The track featured here is jarring slab of tasty black metal composition courtesy of guitarist and founding member Morten ‘Teloch’ Iverson, a man who also has a hand in scene giants Mayhem, as well as early roles in bands such as 1349, God Seed and Gorgoroth, so the band’s credentials are without question. A key theme with a lot of new releases this month is catchiness, and Nidingr are no exception, this thing slays.

Rounding out our month we bring you the latest effort from american giants Fit for an Autopsy. These guys have been steadily gaining momentum since their 2013 effort Hellbound which was a great leaping point to technical death metal for those deathcore fans who had become disillusioned with the endless breakdowns and lack of effort put into the songwriting of their preferred genre. It was heavy, technical and all kinds of brutal, without compromising on songwriting with gimmicks.

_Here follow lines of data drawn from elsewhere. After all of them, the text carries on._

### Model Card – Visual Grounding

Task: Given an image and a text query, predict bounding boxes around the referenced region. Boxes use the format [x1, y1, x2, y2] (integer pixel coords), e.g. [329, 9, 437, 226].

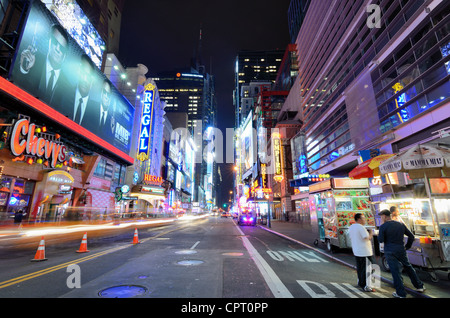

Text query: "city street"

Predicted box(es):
[0, 216, 434, 299]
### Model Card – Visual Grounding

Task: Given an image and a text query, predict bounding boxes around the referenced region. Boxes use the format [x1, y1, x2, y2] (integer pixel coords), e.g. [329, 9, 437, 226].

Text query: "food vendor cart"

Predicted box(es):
[309, 178, 375, 251]
[380, 144, 450, 281]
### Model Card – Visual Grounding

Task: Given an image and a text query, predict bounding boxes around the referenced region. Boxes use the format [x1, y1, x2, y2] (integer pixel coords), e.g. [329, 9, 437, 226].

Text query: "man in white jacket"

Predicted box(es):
[348, 213, 375, 292]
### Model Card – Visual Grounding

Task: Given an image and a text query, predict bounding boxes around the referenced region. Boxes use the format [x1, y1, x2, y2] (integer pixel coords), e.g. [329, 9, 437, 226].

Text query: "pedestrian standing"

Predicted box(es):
[14, 210, 23, 225]
[378, 210, 425, 298]
[348, 213, 375, 292]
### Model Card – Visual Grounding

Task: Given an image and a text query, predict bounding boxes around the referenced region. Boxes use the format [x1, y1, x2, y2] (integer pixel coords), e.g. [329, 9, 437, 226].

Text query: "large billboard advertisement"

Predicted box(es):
[10, 1, 134, 153]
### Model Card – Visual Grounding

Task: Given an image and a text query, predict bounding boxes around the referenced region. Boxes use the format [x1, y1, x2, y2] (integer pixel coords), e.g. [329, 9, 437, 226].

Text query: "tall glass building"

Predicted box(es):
[279, 0, 450, 176]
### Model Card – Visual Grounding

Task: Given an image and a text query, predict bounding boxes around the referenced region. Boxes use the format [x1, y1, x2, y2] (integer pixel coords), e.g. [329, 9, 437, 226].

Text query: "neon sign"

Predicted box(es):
[137, 83, 155, 161]
[10, 119, 67, 168]
[392, 83, 409, 122]
[272, 133, 284, 182]
[144, 174, 164, 184]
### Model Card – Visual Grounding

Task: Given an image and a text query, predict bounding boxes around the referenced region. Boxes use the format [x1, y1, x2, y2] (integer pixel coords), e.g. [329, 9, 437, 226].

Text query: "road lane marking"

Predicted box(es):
[236, 225, 294, 298]
[297, 280, 336, 298]
[330, 283, 358, 298]
[342, 283, 370, 298]
[191, 241, 200, 250]
[0, 245, 128, 289]
[266, 250, 329, 263]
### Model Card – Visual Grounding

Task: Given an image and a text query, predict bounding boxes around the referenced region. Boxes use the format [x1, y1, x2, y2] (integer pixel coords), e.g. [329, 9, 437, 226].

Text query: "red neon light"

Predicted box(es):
[0, 77, 134, 164]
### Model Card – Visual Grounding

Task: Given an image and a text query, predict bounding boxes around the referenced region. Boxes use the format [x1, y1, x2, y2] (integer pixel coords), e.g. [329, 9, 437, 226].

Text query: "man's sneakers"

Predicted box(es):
[392, 286, 426, 298]
[363, 286, 375, 292]
[416, 286, 426, 293]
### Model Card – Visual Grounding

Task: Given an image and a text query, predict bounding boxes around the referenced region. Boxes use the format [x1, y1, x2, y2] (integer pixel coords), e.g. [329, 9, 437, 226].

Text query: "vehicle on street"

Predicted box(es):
[220, 211, 230, 218]
[237, 209, 256, 226]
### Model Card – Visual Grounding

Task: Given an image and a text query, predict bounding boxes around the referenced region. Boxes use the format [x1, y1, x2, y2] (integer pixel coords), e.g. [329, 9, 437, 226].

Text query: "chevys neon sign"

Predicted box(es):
[10, 119, 67, 168]
[137, 83, 155, 161]
[144, 174, 164, 184]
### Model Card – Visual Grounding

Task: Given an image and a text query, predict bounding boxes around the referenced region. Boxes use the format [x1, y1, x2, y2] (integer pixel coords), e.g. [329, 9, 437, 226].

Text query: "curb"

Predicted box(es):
[257, 225, 434, 298]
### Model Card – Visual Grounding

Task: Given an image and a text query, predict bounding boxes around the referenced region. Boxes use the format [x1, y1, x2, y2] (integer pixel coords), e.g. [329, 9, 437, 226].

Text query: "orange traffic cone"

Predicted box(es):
[132, 228, 141, 244]
[31, 237, 47, 262]
[77, 232, 89, 253]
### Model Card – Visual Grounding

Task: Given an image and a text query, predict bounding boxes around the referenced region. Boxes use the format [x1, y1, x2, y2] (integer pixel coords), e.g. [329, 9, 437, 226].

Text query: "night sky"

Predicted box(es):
[119, 0, 290, 205]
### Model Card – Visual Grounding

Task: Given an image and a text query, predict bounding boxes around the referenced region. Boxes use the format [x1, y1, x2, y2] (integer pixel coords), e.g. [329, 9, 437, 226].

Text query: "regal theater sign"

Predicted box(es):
[10, 119, 67, 168]
[137, 83, 156, 161]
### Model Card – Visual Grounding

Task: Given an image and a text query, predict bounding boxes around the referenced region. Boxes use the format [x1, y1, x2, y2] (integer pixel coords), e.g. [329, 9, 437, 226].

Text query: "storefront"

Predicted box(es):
[0, 175, 36, 225]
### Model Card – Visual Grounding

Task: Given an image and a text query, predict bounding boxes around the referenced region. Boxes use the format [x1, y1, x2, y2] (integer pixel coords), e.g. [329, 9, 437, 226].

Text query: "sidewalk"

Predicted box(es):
[258, 220, 450, 298]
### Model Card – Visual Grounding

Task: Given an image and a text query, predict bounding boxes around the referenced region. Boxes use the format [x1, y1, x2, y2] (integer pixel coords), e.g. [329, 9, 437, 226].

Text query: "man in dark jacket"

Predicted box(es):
[378, 210, 425, 298]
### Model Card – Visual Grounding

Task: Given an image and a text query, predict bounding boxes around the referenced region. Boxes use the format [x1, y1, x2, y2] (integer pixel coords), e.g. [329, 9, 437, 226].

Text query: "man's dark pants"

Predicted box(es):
[384, 250, 423, 297]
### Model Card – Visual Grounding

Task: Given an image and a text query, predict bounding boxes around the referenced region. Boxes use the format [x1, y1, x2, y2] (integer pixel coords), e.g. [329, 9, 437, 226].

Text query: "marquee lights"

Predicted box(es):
[137, 83, 155, 161]
[272, 133, 284, 182]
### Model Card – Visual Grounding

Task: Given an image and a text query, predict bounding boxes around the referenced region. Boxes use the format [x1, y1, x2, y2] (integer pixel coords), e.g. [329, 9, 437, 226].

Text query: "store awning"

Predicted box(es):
[348, 154, 394, 179]
[130, 184, 166, 204]
[380, 143, 450, 179]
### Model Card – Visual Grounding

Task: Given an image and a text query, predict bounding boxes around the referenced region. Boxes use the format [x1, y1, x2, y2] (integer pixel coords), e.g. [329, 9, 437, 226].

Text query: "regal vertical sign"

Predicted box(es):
[137, 83, 155, 161]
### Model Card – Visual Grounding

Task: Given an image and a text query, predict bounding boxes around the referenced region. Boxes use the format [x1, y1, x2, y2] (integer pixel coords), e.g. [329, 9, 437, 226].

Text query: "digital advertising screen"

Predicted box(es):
[10, 1, 134, 153]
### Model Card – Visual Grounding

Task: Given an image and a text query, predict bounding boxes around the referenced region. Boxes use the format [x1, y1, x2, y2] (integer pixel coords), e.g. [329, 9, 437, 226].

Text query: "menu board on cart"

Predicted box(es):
[333, 189, 375, 234]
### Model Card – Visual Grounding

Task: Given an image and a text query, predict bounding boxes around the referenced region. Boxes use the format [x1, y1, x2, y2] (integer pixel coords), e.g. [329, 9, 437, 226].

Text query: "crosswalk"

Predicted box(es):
[297, 280, 391, 298]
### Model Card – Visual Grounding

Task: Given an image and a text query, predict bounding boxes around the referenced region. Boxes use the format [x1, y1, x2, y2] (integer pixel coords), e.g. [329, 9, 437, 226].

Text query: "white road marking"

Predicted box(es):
[236, 225, 294, 298]
[191, 241, 200, 250]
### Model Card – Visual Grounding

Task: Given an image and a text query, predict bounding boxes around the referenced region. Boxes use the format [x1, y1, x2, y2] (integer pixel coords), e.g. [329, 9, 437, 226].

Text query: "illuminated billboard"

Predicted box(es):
[10, 1, 134, 153]
[137, 83, 155, 161]
[241, 111, 256, 172]
[41, 0, 105, 68]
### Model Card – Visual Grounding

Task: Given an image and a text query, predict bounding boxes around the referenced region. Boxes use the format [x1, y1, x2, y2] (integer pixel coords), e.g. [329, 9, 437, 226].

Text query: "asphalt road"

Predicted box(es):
[0, 217, 422, 300]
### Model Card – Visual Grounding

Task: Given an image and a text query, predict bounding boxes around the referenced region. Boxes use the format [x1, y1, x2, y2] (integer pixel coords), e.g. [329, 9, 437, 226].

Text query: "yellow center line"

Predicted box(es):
[0, 225, 192, 289]
[0, 246, 128, 289]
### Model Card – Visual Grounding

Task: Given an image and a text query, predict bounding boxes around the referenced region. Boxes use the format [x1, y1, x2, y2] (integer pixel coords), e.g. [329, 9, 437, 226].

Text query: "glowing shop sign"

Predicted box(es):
[392, 83, 409, 122]
[144, 174, 164, 184]
[272, 133, 284, 182]
[137, 83, 155, 161]
[10, 119, 67, 168]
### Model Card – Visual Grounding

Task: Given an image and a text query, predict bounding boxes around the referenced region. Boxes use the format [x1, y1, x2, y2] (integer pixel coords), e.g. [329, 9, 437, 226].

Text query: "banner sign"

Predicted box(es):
[137, 83, 155, 161]
[10, 1, 134, 153]
[10, 118, 67, 168]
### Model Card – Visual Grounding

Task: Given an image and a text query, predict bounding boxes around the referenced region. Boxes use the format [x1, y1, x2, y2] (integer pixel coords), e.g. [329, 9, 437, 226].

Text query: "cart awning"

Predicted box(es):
[348, 154, 394, 179]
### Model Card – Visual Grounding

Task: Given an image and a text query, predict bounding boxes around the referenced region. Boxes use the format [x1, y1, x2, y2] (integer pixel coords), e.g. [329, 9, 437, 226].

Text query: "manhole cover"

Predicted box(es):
[175, 250, 197, 255]
[222, 253, 244, 256]
[177, 260, 204, 266]
[98, 285, 147, 298]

Their next album came in the form of 2015’s Absolute Hope Absolute Hell which continued in the same vein, but refined the sound that much more, and added more technicality. So, we now bring you the first offering Heads Will Hang from their upcoming release The Great Collapse out via eOne/Good Fight Music on 17 March 2017.

Fit for an Autopsy – Heads Will Hang (eOne/Good Fight Music)


The tracks opens wth some straight up Gojira worship, which is never a bad thing in our books, so open string strikes and pick scrapes aplenty here! It’s technical and groovy, and leads into some solid gutteral work from Joe Badolato the bands newer vocalist after they got “Nate Johnson-ned” mid-tour in 2014 (a vocalist notorious for abandoning the bands he is in). Again, we almost hate to use the word now but with a chorus like that, how could this track not be catchy? Some lovely clean singing towards the track’s middle section which breaks out into another ball-busting gutteral-fest, these guys have it all. Indeed, if their track record is any indicator, these guys are overdue a big break. Keep an eye on FFAA.